Sebuah video yang beredar memperlihatkan saat bangkai buaya tersebut dibawa menggunakan buldoser melewati jalan raya.
Sejarawan sekaligus budayawan Pangkalpinang Akhmad Elvian mengatakan, berdasarkan kepercayaan masyarakat setempat, gangguan yang terjadi atas kemunculan buaya biasanya disebabkan karena ada kesalahan atau ulah manusia.
Mantan Kepala Dinas Pariwisata ini menuturkan, apabila gangguan sudah menyangkut kepentingan seluruh warga kampung yang memanfaatkan sungai, maka perlu diadakan upacara taber sungai.

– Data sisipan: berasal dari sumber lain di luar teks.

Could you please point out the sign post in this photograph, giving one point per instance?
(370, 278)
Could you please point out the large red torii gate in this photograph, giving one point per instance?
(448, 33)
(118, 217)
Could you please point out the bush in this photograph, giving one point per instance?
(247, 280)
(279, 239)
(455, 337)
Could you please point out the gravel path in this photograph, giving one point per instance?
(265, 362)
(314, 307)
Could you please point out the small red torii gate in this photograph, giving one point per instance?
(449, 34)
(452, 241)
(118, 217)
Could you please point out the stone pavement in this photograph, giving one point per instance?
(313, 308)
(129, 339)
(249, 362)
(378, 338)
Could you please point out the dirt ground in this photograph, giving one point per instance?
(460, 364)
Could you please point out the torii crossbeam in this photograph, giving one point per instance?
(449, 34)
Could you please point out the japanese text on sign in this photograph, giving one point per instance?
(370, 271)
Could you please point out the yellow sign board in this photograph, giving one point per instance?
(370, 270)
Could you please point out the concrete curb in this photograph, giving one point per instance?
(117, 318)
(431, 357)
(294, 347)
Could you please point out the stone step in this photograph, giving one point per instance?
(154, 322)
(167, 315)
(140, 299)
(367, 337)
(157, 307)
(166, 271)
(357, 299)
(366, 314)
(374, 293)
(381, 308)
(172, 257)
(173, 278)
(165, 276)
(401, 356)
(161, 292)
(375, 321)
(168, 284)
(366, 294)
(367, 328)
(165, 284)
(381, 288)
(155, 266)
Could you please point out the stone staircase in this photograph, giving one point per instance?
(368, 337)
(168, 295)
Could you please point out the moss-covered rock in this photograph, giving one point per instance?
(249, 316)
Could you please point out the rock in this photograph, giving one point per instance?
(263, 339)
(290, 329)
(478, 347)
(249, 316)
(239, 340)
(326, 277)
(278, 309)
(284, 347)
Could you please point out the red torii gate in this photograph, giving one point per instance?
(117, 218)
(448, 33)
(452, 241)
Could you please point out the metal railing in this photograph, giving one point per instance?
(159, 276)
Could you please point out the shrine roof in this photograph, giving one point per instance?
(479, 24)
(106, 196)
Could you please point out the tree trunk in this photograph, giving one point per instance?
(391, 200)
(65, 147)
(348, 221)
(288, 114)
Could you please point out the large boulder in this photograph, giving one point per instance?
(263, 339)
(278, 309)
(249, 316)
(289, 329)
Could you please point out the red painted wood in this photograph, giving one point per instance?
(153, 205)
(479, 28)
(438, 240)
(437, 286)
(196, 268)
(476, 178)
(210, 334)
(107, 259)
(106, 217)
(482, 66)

Selain itu, ada kepercayaan bahwa pada tiap-tiap lubuk atau bagian sungai yang lebar dan dalam biasanya dihuni oleh seekor buaya besar yang disebut puaka.

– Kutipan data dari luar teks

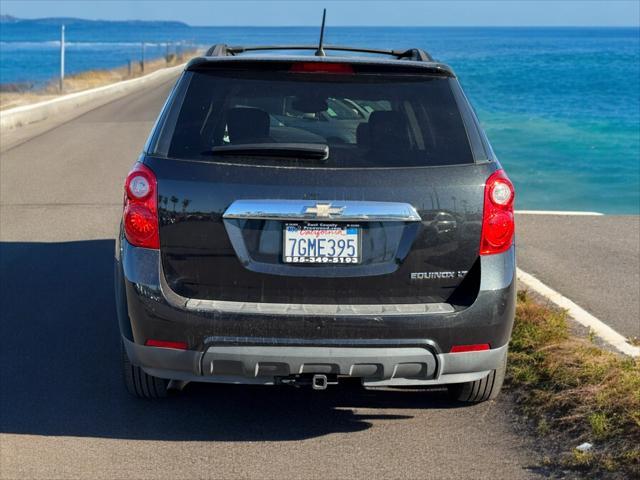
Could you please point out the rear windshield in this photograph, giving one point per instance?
(363, 120)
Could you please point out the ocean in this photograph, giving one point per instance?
(561, 106)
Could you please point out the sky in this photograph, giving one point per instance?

Apabila buaya-buaya puaka berpindah ke salah satu lubuk, maka buaya itu harus bertarung melawan puaka lubuk tersebut.
Menurut Elvian, apabila menang, buaya tersebut menelan satu butir batu sungai.
Kemudian, apabila menang dalam bertarung pada tujuh lubuk, maka dalam perutnya akan ditemukan tujuh butir batu sungai.
"Buaya-buaya yang kalah bertarung inilah yang biasanya membuat onar terhadap manusia yang kehalen (berbuat kesalahan dengan melanggar pantang larang)" kata dia.
Menurut Elvian, untuk menangkal gangguan buaya, perlu dilakukan ritual atau upacara yang dilakukan masyarakat setempat. (*)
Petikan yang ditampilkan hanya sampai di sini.